The debug class provides (among other things) assertions, while tracing allows custom messages to be dumped at runtime. Although there are many good Java debuggers available, and Visual Studio does a good job for .NET, code scales better under languages that have in-built support for debugging.
As you know PHP 5.0 is coming out with the Zend 2.0 Engine, what are your predictions on the take up of PHP 5.0 as opposed to ASP.NET?
PHP? [Laughs] I thought this was a .NET interview.
Actually, we agreed to talk about software technology – besides it’s a .NET comparison question.
Well, there’s no doubt that PHP is a very significant web technology. Rumor has it that it’s the dominant platform for dynamic online content. My experience with early PHP often put me into a more “just hack it” frame of mind, mainly due to the lack of OO features. This has got much better with recent releases. Now with the Zend 2 engine it looks like we’re getting full OO support, which is a true blessing.
My main interest in PHP 5 stems from the strong interop its offering. It looks like you will be able to plug right into COM, .NET and Java objects without any additional layering. Combining the new interop, exception handling and strong object model features of PHP 5, and it’s clear that compared to ASP.NET, PHP is now looking very attractive.
It feels that in every article or book I read is about how .NET focuses on interoperability. How do you feel .NET weighs up with other technologies that offer interoperability as well?
The nice thing about .NET is that interop was a clear design goal from the early conceptual stages of the framework, unlike with a lot of other technologies. But interoperability is a big word - you get language-based interop, allowing .NET languages to talk to each other, but then there’s also web services. As C# is a component-based language, the whole concept of interop becomes intrinsic.
When writing COM components under C++, even with ATL, it was fun being an expert, but writing simple code that everyone can understand is the key to successful software engineering. I think that we are going to see less demand for traditional cross-platform interop solutions such as CORBA, with the push for Web Services. There’s no doubt that interop is important, and this appears to be one the cornerstones of .NET
When it comes to documentation, what technology do you recommend to organize and maintain you project?
For C#, there is no doubt you should be using NDoc – it produces MSDN style help, JavaDoc and LateX files. It was nice to see that long-standing tradition of embedding documentation fragments at the source level was given first class status in C# with XML comments. You now even get intelligence when writing source-level documentation, like when you’re commenting method parameters – very useful.
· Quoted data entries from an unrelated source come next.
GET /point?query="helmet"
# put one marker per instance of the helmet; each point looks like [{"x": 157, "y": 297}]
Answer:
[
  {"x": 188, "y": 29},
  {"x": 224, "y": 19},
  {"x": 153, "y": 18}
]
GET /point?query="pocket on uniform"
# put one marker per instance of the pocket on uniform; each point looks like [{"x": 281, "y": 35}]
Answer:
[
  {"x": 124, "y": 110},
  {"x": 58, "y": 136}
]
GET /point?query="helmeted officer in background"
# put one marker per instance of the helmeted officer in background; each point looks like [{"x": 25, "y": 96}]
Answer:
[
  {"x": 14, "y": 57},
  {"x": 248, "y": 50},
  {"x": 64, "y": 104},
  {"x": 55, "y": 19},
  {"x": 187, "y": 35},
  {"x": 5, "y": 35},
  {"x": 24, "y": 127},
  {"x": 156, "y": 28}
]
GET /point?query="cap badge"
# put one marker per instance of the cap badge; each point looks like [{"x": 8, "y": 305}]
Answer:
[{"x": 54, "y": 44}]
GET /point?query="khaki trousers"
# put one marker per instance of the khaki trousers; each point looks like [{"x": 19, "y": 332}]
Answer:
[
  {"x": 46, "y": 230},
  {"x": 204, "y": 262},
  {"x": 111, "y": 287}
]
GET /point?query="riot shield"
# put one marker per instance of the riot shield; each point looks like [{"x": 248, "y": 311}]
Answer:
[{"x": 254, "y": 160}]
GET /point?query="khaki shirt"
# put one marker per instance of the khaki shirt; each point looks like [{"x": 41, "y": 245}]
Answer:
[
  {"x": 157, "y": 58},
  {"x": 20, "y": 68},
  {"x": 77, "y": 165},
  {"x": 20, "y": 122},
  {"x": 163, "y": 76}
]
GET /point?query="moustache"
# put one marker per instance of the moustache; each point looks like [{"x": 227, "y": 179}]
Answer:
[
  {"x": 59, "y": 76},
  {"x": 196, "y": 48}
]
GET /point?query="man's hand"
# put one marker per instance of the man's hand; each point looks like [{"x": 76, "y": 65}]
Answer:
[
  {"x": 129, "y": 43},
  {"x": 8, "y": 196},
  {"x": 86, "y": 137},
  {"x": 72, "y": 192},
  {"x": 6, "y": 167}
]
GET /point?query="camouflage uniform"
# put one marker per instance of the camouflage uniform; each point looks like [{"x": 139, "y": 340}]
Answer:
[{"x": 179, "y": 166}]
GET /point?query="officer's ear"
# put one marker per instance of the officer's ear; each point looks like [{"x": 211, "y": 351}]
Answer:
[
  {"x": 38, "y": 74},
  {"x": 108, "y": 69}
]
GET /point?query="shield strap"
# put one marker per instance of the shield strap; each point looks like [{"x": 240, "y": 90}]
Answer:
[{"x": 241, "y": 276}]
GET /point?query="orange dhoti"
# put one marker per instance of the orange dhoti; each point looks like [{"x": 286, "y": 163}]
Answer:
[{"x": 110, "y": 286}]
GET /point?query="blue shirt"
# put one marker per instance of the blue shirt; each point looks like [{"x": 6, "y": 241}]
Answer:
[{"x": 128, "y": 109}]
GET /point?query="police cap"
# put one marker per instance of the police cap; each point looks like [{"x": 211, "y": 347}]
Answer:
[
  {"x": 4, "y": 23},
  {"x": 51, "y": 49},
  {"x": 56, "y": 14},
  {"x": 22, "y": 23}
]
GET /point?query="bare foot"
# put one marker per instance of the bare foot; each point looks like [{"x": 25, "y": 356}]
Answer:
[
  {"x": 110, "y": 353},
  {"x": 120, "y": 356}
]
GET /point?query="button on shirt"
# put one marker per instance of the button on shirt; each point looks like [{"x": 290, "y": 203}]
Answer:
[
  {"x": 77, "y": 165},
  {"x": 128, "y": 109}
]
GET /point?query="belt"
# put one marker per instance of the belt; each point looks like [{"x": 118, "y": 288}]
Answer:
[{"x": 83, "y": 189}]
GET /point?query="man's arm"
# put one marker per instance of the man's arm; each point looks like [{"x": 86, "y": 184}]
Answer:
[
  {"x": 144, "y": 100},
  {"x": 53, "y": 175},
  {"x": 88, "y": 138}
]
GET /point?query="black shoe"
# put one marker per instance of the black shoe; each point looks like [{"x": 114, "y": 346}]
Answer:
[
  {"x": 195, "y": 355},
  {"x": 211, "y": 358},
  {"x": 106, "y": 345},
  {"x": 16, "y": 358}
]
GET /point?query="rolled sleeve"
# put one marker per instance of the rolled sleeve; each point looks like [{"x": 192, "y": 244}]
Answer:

The key to good documentation isn’t just about using the right tools. It’s important not to underestimate the amount of time it takes to write out at least a minimal set of working documentation; often it’s a significant percentage of total development time. This sort of planning needs to be factored in from the start.
Thanks for your time Kais – just quickly, what we can expect from the concluding part of this interview, on .NET components?
I think that the .NET component market is getting well underway, but there are lots of things which developers would find useful, but still don’t exist. Looking at Java for example, it’s clear which components are winners, and a surprisingly significant number of these don’t have .NET equivalents.